CS SEMINAR

Contextual Intent Tracking for Personal Assistants

Speaker
Dr. Rui Zhang
Department of Computing and Information Systems
University of Melbourne

Chaired by
Dr CHAN Chee Yong, Associate Professor, School of Computing
chancy@comp.nus.edu.sg

02 Dec 2016 Friday, 02:00 PM to 03:30 PM

Executive Classroom, COM2-04-02

Abstract:

A new paradigm of recommendation is emerging in intelligent personal assistants such as Apple's Siri, Google Now, and Microsoft Cortana, which recommends "the right information at the right time" and proactively helps you "get things done". This type of recommendation requires precisely tracking users' contemporaneous intent, i.e., what type of information (e.g., weather, stock prices) users currently intend to know, and what tasks (e.g., playing music, getting taxis) they intend to do. Users' intent is closely related to context, which includes both external environments such as time and location, and users' internal activities that can be sensed by personal assistants.
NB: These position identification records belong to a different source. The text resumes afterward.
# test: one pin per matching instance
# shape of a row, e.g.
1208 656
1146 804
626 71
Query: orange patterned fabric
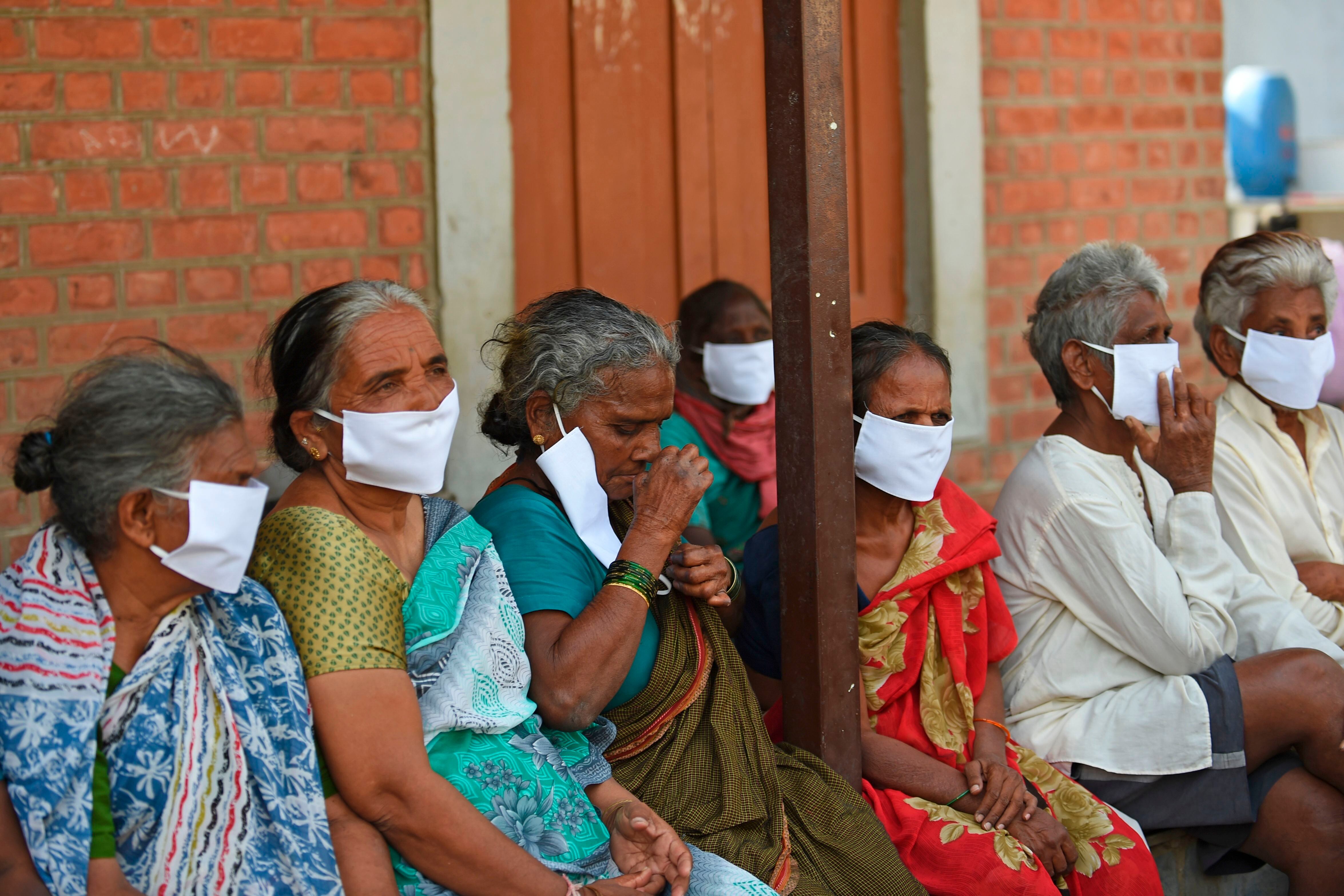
927 641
The relationship between context and intent exhibits complicated co-occurring and sequential correlation, and contextual signals are also heterogeneous and sparse, which makes modeling the context-intent relationship a challenging task. To solve the intent tracking problem, we propose the Kalman filter regularized PARAFAC2 (KP2) nowcasting model, which compactly represents the structure and co-movement of context and intent. The KP2 model utilizes collaborative capabilities among users, and learns for each user a personalized dynamic system that enables efficient nowcasting of users' intent. Extensive experiments using real-world data sets from a commercial personal assistant show that the KP2 model significantly outperforms various methods, and provides inspiring implications for deploying large-scale proactive recommendation systems in personal assistants.


Biodata:

Rui Zhang is an Associate Professor and Reader, and leader of the Big Data and Knowledge Research Theme at the Department of Computing and Information Systems of the University of Melbourne. He has been awarded the Future Fellowship by the Australian Research Council in 2012. His inventions have been adopted by major IT companies such as AT&T and Microsoft. In 2015, Dr Zhang has received the Chris Wallace Award for Outstanding Research in recognition of his significant contributions to the management and mining of spatiotemporal and multidimensional data. He obtained his Bachelor's degree from Tsinghua University in 2001 and PhD from National University of Singapore in 2006. He has been a visiting scholar in AT&T Labs-Research and Microsoft Research before and is now a regular visiting researcher at Microsoft Research Asia in Beijing. He has authored more than 90 publications in prestigious conferences and journals. His research interest is spatial and temporal data analytics, as well as general database and mining techniques including indexing, moving object management, data streams and sequence databases. He regularly serves as PC members of top conferences in data management and mining such as SIGMOD, VLDB, ICDE and KDD. He is an associate editor of Distributed and Parallel Databases.